The chain will be salvaged through a complex transaction that allows it to be sold back to its existing owners.
It means Clinton's 334 stores can keep trading for now, saving 2,500 jobs.
Boss Eddie Shepherd said he was pleased to have secured the firm's future ahead of the "crucial" Christmas trading period.
"Like so many of our fellow High Street retailers, we have worked tirelessly to contend with the maelstrom of issues impacting the sector, from business rates pressures, to fragile consumer confidence and the lack of clarity around the taxation of online retail businesses," he said.
"We are confident that this deal will kickstart a new chapter for our business."

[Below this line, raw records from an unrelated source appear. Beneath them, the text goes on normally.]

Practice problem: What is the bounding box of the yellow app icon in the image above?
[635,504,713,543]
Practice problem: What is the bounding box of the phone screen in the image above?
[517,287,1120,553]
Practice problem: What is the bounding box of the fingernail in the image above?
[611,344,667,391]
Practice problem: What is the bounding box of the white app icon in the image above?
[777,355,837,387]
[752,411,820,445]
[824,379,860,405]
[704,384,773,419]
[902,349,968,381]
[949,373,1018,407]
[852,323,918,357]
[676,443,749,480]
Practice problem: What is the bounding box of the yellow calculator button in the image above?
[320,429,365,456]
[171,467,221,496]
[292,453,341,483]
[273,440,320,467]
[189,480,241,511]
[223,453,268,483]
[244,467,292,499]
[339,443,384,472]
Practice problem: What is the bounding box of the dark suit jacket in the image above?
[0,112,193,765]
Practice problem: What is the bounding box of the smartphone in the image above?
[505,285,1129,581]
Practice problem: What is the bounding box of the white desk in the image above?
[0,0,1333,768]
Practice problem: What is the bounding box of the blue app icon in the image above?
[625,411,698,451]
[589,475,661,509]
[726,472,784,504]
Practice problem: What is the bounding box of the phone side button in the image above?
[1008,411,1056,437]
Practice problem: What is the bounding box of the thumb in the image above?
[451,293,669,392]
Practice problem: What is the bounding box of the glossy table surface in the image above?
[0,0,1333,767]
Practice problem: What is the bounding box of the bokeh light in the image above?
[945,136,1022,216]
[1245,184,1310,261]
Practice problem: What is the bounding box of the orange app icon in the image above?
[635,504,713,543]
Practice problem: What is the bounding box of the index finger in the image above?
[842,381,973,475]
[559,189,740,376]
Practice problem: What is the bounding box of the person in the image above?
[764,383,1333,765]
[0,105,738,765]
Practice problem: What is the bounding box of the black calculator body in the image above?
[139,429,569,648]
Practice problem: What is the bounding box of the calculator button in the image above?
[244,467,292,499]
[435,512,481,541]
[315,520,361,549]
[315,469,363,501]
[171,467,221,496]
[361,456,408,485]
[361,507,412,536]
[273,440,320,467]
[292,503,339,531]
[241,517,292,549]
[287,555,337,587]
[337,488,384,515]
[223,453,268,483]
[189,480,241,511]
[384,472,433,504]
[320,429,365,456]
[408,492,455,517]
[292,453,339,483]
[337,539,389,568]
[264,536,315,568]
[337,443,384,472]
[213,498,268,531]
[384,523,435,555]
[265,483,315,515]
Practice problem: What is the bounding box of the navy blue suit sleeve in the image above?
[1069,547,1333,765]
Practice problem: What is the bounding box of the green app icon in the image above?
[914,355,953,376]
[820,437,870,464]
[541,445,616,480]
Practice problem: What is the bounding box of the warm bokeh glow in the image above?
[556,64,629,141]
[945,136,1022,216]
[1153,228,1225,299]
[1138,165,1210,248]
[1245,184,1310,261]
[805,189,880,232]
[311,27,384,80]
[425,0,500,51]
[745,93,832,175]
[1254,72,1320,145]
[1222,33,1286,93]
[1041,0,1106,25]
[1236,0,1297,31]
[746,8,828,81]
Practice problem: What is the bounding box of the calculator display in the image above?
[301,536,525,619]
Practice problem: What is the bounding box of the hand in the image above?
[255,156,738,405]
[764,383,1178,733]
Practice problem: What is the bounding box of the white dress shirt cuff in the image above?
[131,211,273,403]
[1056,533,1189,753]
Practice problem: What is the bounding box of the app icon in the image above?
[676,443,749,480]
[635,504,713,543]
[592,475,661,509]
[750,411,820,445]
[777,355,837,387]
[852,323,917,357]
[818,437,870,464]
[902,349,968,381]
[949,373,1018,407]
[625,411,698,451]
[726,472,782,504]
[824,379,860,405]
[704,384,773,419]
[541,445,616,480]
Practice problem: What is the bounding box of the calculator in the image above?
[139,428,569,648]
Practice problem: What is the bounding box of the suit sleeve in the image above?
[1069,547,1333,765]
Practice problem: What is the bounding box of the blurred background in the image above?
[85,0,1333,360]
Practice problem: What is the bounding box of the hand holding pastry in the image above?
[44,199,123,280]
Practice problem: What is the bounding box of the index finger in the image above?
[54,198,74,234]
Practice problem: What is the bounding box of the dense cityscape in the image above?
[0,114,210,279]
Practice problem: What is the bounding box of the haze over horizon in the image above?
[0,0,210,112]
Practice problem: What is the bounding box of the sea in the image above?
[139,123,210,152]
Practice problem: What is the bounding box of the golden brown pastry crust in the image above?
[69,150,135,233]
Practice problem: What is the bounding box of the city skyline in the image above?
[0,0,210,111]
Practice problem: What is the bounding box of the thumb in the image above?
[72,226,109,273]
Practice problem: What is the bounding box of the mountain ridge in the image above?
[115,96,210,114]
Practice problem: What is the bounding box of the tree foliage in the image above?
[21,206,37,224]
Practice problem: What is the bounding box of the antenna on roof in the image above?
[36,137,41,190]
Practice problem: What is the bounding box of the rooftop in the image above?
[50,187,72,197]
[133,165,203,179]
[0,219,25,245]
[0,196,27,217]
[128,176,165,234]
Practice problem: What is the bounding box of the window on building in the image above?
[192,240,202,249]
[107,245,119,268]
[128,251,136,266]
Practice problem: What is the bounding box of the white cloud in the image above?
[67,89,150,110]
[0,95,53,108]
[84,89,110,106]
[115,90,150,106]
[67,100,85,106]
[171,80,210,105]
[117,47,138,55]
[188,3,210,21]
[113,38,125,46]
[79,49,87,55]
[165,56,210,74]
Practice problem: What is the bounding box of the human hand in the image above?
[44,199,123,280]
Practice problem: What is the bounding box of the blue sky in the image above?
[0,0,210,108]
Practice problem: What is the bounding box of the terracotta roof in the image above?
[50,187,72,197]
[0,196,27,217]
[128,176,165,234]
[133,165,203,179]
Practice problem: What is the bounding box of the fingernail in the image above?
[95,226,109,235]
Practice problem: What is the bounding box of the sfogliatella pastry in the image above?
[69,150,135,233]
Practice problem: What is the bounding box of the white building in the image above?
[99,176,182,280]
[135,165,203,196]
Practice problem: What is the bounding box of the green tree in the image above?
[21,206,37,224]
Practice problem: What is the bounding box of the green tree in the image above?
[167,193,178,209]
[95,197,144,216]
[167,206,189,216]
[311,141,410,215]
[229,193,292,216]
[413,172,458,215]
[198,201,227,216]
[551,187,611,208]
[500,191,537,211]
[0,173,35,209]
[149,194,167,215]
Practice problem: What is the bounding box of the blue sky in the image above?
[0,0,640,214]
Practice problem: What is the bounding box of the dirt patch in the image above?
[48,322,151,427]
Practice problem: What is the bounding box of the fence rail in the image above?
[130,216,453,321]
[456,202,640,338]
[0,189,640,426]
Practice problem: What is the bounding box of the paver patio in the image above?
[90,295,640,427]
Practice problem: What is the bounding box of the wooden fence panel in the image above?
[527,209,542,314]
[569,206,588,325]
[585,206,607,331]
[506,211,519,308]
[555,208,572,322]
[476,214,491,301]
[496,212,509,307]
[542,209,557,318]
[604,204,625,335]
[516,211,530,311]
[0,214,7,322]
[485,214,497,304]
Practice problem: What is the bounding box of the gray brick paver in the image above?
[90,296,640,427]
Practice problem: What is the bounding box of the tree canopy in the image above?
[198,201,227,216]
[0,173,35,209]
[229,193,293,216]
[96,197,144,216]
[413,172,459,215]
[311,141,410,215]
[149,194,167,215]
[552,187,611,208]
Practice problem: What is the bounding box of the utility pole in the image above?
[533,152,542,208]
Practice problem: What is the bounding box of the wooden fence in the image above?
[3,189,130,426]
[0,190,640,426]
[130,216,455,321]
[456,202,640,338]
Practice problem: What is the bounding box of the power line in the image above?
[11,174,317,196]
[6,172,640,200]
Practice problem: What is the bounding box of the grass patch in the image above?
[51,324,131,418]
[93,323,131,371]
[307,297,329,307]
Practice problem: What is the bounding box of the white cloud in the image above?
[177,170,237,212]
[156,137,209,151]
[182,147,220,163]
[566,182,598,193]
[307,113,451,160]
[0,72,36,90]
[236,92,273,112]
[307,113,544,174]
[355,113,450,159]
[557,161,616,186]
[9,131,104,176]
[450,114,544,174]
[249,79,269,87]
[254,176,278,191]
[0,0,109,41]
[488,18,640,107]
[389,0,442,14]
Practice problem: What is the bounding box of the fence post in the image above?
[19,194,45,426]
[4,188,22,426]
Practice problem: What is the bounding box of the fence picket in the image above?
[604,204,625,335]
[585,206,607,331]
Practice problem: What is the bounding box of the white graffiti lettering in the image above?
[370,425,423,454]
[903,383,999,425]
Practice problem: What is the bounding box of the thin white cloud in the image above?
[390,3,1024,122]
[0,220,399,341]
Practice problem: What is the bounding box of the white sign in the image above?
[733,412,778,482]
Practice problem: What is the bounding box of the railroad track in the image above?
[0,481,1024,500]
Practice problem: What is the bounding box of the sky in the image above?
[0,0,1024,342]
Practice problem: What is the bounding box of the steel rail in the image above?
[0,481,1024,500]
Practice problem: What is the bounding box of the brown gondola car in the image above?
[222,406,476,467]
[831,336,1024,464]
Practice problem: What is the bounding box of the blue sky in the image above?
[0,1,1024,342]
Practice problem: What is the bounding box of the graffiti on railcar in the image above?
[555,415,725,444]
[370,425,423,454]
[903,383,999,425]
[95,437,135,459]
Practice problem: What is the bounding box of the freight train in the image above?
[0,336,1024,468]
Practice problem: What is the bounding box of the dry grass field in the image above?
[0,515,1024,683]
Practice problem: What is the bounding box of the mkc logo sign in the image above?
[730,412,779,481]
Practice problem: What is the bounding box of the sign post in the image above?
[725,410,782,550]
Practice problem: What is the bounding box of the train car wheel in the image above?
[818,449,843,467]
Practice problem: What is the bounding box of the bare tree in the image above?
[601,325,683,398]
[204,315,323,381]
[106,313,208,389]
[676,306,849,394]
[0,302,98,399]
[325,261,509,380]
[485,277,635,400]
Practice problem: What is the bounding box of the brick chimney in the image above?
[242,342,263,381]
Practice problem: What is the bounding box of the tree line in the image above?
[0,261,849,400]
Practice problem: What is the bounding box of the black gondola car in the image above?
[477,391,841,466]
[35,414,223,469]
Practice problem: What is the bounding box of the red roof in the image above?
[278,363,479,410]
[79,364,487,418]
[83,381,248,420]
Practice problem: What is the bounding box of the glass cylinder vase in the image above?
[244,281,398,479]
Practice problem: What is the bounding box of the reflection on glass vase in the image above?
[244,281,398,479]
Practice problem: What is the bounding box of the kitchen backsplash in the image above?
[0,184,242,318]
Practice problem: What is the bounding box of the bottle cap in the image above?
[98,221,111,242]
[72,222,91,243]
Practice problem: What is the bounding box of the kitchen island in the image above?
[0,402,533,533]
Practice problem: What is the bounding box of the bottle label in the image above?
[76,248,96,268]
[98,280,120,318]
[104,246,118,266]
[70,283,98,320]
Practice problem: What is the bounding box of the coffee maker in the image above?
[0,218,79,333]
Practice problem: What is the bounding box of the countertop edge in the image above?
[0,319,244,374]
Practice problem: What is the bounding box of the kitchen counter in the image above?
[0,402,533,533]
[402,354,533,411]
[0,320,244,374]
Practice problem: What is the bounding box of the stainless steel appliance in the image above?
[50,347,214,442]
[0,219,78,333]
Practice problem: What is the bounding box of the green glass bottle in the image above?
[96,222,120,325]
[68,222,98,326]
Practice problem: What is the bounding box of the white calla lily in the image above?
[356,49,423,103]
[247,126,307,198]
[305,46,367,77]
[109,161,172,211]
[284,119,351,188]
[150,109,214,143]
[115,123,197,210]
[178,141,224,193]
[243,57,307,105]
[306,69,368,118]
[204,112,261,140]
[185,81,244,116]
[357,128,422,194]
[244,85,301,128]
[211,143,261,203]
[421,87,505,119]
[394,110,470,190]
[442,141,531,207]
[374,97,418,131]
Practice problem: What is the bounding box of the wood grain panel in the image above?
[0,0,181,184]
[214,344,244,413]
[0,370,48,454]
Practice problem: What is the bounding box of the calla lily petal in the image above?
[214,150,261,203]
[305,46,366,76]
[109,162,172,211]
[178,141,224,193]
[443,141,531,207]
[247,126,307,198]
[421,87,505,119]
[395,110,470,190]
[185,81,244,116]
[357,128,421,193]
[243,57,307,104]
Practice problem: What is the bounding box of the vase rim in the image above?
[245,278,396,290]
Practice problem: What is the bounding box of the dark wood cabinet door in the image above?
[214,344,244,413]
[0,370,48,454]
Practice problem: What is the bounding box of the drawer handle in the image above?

Clintons had initially tried to find a new buyer for its ailing business, but it is thought no acceptable offers were received.
It then explored a company voluntary arrangement (CVA) - a strategy that would have allowed it to shut under-performing stores and cut rents on others.
But it was unable to get the support it needed from landlords.
Instead the company has effectively bought itself out of administration.
In what is known as a pre-pack process, the firm has removed its debt and secured breathing room to start negotiations with landlords afresh. However, there is no guarantee this will secure its long term future.
'Failed to adapt'
Julie Palmer, a partner at Begbies Traynor, said Clintons had failed to adapt to changing consumer tastes, both online and on the High Street.
"It's a tough ask for Clintons but if it is to survive and thrive it will need to modernise and revitalise its brand. Otherwise this pre-pack could just be a stay of execution for a retailer that has been a mainstay of the High Street for years."
Clintons, previously known as Clinton Cards, was formed in 1968, and has been owned by the US-based Weiss family since 2012.
It is the second time in seven years that the card retailer has been saved from administration.
A string of retail chains in the UK have closed over the last few years amid a squeeze on consumer spending.
News of Clintons' restructuring comes a month after baby goods retailer Mothercare announced its UK operation was going into administration, putting 2,500 jobs at risk.
Others to have gone under include electronics retailer Maplin and discount chain Poundworld, while Homebase, Debenhams and Carpetright have all been forced to restructure.